Our user space subsystem provides:

  • User mode entry: ERET to EL0 with proper SPSR, ELR, and SP_EL0
  • User stack setup: argc/argv/envp layout at USER_STACK_TOP
  • Minimal libc: syscall wrappers for write, read, open, exit, brk, etc.
  • crt0: assembly entry point that calls main() and exit()
  • User address space layout: 0x0000_0000_0001_0000 to 0x0000_00FF_FFFF_FFFF
  • First user process: /sbin/init (PID 1), started after kernel init

38.7 Exercises

Exercise 1: Print a String

Write the simplest possible user program in assembly: print "Hello World\n" to stdout using the write syscall. Assemble and link it.

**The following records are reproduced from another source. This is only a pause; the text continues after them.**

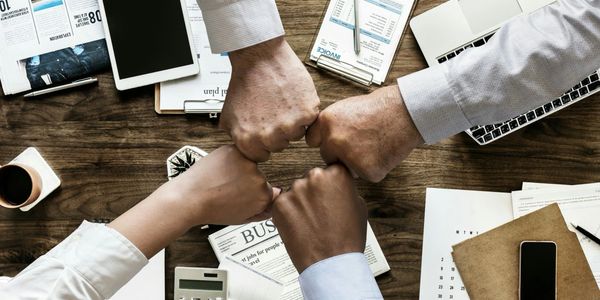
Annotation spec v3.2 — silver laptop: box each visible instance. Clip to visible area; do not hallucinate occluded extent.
[410,0,600,145]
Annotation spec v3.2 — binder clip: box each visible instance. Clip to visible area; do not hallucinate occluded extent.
[316,55,373,87]
[183,99,225,119]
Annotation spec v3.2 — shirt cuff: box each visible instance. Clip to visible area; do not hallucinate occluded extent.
[197,0,285,53]
[300,253,383,300]
[46,221,148,299]
[398,65,472,144]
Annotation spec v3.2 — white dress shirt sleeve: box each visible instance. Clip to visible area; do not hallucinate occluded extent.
[197,0,284,53]
[0,222,148,300]
[300,253,383,300]
[398,0,600,144]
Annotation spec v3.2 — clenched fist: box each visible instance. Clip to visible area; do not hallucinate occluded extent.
[272,165,367,273]
[306,86,423,182]
[220,38,320,162]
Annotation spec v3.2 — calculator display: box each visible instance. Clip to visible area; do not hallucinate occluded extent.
[179,279,223,291]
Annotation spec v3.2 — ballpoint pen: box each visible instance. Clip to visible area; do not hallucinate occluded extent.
[354,0,360,55]
[25,77,98,97]
[571,222,600,245]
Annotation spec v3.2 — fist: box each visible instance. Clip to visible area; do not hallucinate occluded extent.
[272,165,367,273]
[161,146,279,225]
[306,86,423,182]
[220,38,320,162]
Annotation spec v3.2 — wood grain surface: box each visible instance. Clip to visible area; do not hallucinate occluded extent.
[0,0,600,299]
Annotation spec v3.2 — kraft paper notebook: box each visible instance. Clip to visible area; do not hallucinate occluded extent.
[452,204,600,300]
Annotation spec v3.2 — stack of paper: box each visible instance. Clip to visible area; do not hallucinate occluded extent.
[420,183,600,299]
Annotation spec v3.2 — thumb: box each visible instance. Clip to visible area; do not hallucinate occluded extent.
[306,116,321,148]
[272,187,283,201]
[246,184,283,223]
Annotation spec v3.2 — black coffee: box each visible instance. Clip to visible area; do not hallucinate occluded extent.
[0,165,33,205]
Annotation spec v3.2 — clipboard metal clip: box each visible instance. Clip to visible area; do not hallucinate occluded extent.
[183,99,225,119]
[316,55,373,87]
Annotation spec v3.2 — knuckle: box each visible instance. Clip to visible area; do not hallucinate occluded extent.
[292,179,307,192]
[308,168,325,178]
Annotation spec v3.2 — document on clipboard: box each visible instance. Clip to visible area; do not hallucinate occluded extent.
[155,0,231,117]
[306,0,415,86]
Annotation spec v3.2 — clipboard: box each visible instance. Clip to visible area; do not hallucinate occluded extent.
[154,83,224,119]
[304,0,417,89]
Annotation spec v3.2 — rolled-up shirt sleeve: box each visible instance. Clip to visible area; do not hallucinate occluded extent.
[0,222,148,300]
[398,0,600,144]
[300,253,383,300]
[197,0,285,53]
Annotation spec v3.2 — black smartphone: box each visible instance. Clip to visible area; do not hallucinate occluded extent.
[519,241,556,300]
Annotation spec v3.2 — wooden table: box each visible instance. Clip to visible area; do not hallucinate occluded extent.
[0,0,600,299]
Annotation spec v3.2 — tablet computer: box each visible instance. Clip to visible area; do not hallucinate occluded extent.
[100,0,199,90]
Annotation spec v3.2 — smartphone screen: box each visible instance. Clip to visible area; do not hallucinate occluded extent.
[519,242,556,300]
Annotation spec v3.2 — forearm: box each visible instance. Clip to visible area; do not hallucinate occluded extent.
[300,253,383,300]
[398,0,600,144]
[108,185,198,258]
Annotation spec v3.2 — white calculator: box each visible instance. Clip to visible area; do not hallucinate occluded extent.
[174,267,227,300]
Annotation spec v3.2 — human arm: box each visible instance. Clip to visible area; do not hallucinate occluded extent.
[307,0,600,181]
[0,146,278,300]
[272,165,383,300]
[198,0,320,161]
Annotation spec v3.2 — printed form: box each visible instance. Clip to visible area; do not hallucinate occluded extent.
[512,183,600,287]
[310,0,414,85]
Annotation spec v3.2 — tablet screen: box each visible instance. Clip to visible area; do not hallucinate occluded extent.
[103,0,194,79]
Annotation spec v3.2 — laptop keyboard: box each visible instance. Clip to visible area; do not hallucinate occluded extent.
[438,33,600,145]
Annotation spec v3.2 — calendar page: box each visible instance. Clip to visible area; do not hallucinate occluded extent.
[419,188,513,299]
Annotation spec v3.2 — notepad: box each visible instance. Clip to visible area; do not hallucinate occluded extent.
[419,188,513,300]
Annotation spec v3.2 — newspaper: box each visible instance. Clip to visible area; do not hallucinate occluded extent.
[0,0,110,94]
[208,220,390,300]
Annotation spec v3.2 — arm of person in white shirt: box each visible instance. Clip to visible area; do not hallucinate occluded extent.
[0,146,280,300]
[198,0,320,161]
[306,0,600,181]
[272,165,383,300]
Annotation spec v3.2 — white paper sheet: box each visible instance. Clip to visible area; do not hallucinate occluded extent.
[160,0,231,111]
[310,0,414,84]
[512,183,600,287]
[419,188,513,300]
[110,249,165,300]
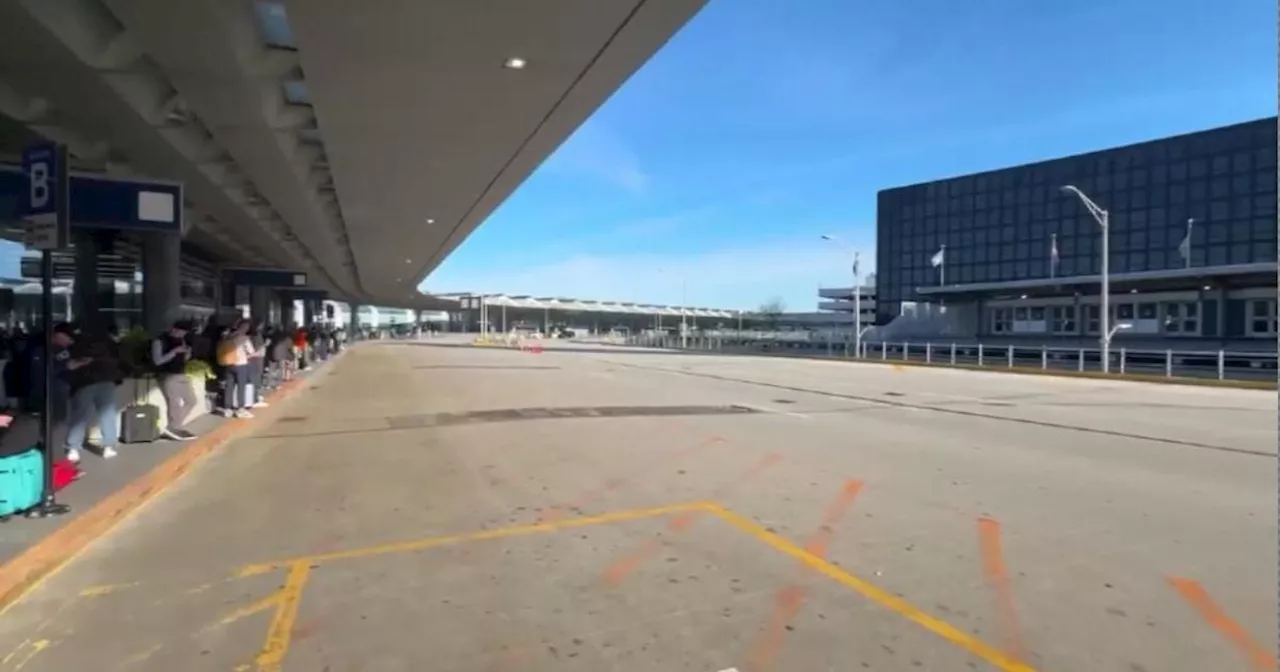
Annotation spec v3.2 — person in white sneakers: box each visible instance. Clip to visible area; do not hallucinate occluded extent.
[67,326,124,462]
[150,320,200,442]
[218,320,253,417]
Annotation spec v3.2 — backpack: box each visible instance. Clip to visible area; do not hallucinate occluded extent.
[218,338,239,366]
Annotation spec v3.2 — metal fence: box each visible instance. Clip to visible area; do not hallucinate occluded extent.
[627,335,1277,381]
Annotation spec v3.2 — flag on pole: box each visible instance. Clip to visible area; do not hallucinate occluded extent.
[929,244,947,284]
[1178,218,1196,269]
[1048,233,1060,278]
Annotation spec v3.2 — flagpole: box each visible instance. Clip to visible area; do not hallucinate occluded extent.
[1048,233,1057,279]
[937,244,947,287]
[1183,218,1196,269]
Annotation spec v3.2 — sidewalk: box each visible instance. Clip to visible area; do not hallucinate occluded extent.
[0,347,349,611]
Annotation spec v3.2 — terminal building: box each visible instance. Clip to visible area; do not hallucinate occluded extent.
[818,275,876,329]
[876,118,1277,348]
[0,0,704,332]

Exercise 2: Implement getpid

Add a getpid syscall (syscall number 172 on ARM64). Write the kernel handler and user-space wrapper. Test by printing the PID of a user process.

38.8 Summary

User space provides a secure, isolated environment for running user programs at EL0. The kernel enters user mode via ERET, setting up the user stack with standard C runtime arguments. System calls (SVC) are the gateway to kernel services. A minimal crt0 and libc allow user programs to be written in C with familiar functions like main(), write(), and exit(). The first user process (/sbin/init) is spawned after kernel initialization.